Once you’ve decided that you’d like to send funeral flowers to commemorate the passing of a loved one, you’ll need to decide what type of spray or arrangement to choose. In addition to individual flower meaning, it’s important to consider the uses and types of each type of bouquet. Some are designed to be placed on the casket (and are usually purchased by the family), while others are meant to stand around the casket during a memorial service. Depending on the type of service being held, you may find several types that suit your purpose.
Vase or Basket
The most common type of funeral flowers to be sent are those in a vase, basket, or other portable receptacle. Like the flowers often sent for a birthday or anniversary, these bouquets can range from simple to ornate, and are best displayed on a table. These can be send to the funeral home or directly to the family of the deceased, since they are elegant without being overwhelming.
Wreaths, Easels, and Standing Sprays
Many funerals and memorial services feature flower arrangements in the shape of a circle or as a cascade of flowers meant to hang down from a standing display.

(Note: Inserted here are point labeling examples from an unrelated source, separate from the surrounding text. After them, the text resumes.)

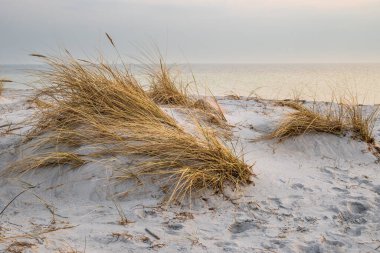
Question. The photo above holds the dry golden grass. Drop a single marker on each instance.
(335, 118)
(100, 105)
(165, 89)
(2, 81)
(308, 120)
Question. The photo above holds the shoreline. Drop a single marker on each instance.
(316, 192)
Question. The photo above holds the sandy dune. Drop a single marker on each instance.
(314, 193)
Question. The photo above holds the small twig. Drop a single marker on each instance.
(6, 206)
(152, 234)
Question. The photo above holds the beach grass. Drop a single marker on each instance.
(310, 120)
(98, 104)
(2, 81)
(345, 115)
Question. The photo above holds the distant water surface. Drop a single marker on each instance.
(272, 81)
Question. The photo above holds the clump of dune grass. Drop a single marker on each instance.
(165, 89)
(310, 120)
(100, 105)
(334, 118)
(45, 160)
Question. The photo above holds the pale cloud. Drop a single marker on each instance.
(201, 30)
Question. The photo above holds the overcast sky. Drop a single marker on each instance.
(204, 31)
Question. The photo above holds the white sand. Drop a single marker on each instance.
(314, 193)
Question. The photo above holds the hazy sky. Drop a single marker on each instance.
(196, 30)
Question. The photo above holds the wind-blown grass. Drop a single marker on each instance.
(165, 89)
(2, 81)
(101, 105)
(336, 118)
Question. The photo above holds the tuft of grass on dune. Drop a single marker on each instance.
(45, 160)
(100, 105)
(165, 89)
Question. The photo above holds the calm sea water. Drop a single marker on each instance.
(311, 81)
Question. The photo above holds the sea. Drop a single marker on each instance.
(321, 82)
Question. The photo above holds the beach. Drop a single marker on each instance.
(311, 193)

Additional options with religious connotations include flowers arranged in a cross or other symbol. If you’d like to make a contribution that will help add to the ambiance of the memorial service, these can be a generous way to do it.
Because the size and nature of these funeral flowers make them difficult to display at home, many families opt to donate these to local hospitals and nursing homes after the funeral—making them a lasting gift.
The decision to place a spray of flowers on the casket is one typically reserved for the closest members of the family. They will most likely select the colors and style (and you can send funeral flowers that match by contacting the funeral home ahead of time), as well as the size and how the display is set up.
Funeral plants (potted plants that can contain either a blooming flower or greenery) are a great way to honor the deceased in a way that is eco-friendly and long-term. Potted plants can be kept by the family, displayed at the gravesite, or re-planted for even longer-lasting advantages.
Choosing Funeral Flower Colors
In addition to the type of arrangement being sent, the color of the blooms can say something about your gift.
All white flowers can be an elegant way to signify your message of sympathy. Colorful pastel sprays add a positive touch to the funeral and help celebrate the life of the deceased. Springtime colors (pink, yellow, lavender) are popular options since they are pretty without being overwhelming. Brighter colors can also be a lovely contribution, especially if you are familiar with the deceased’s favorite shades and can select according to their preferences.
Although black and muted grays are common funeral colors, they don’t always make the best funeral flower choices. Before you send anything too heavy, be sure you check with the family or funeral home first.